Photo: Keystone Funded Teams 2018, credit Paul Jones UOW


Getting a team to submit a grant application is one thing, but getting a research project to run successfully is another. So we created guides on how to lead and run projects (long before virtual zoom meetings, and shared OneDrive folders were the norm). We also helped mentor and problem solve when projects needed support. Often it felt like we were the safety net below projects, nice for them to know we were there, essential when needed and providing the support for them to strive higher and succeed.


Photo: Global Challenges Inductions, training and zoom drop-ins



Leadership


I have intentionally left this one to last, as being one of the inaugural leaders of this program, it seemed a little self-serving to say that leadership was one of the major take-homes from the program that I would like to see become ubiquitous. What I am talking about here is not positional leadership, rather, it is situational and personal leadership.

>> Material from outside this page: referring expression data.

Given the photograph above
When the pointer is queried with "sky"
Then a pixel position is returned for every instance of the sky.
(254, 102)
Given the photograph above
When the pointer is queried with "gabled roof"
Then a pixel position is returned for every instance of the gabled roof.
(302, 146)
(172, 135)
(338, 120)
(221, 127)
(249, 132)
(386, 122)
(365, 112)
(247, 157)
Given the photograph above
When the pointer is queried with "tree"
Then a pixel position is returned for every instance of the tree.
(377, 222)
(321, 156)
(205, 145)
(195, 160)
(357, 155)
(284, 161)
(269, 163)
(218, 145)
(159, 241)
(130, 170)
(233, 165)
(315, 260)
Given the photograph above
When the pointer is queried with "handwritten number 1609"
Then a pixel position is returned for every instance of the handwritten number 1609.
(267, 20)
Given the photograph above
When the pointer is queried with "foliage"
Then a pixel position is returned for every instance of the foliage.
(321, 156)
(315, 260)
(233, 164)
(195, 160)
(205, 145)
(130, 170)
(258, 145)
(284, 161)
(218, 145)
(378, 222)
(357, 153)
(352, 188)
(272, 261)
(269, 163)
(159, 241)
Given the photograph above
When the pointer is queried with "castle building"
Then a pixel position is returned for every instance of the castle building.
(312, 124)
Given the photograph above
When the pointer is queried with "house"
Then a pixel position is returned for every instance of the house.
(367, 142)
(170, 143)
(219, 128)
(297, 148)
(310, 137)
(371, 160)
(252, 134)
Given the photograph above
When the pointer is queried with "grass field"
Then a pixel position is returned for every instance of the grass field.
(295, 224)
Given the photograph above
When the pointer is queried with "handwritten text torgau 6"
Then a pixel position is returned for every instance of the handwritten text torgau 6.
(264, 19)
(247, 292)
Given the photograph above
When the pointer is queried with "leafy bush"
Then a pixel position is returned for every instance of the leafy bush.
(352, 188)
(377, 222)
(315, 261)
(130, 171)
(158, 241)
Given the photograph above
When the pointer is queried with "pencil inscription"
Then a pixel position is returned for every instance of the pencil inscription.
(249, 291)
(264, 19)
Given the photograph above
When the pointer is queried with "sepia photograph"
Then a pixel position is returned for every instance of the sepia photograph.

Over the last eight years, I worked alongside six inspirational professors as challenge leaders and program executive directors. They were critical for the program’s success, these leaders shared or gave away power to ensure the development of leadership in others, and I personally benefited greatly from this.


Photo: GC Leaders in action


I look around the campus now at people who are Associate Professors or Professors who were ECRs when we announced our first round of funding in 2013, I can see the role that being part of the Global Challenges family has had in their development and am hopeful that we helped create a generation of leaders who will lift as they climb. This is a legacy for which the program can be justifiably proud.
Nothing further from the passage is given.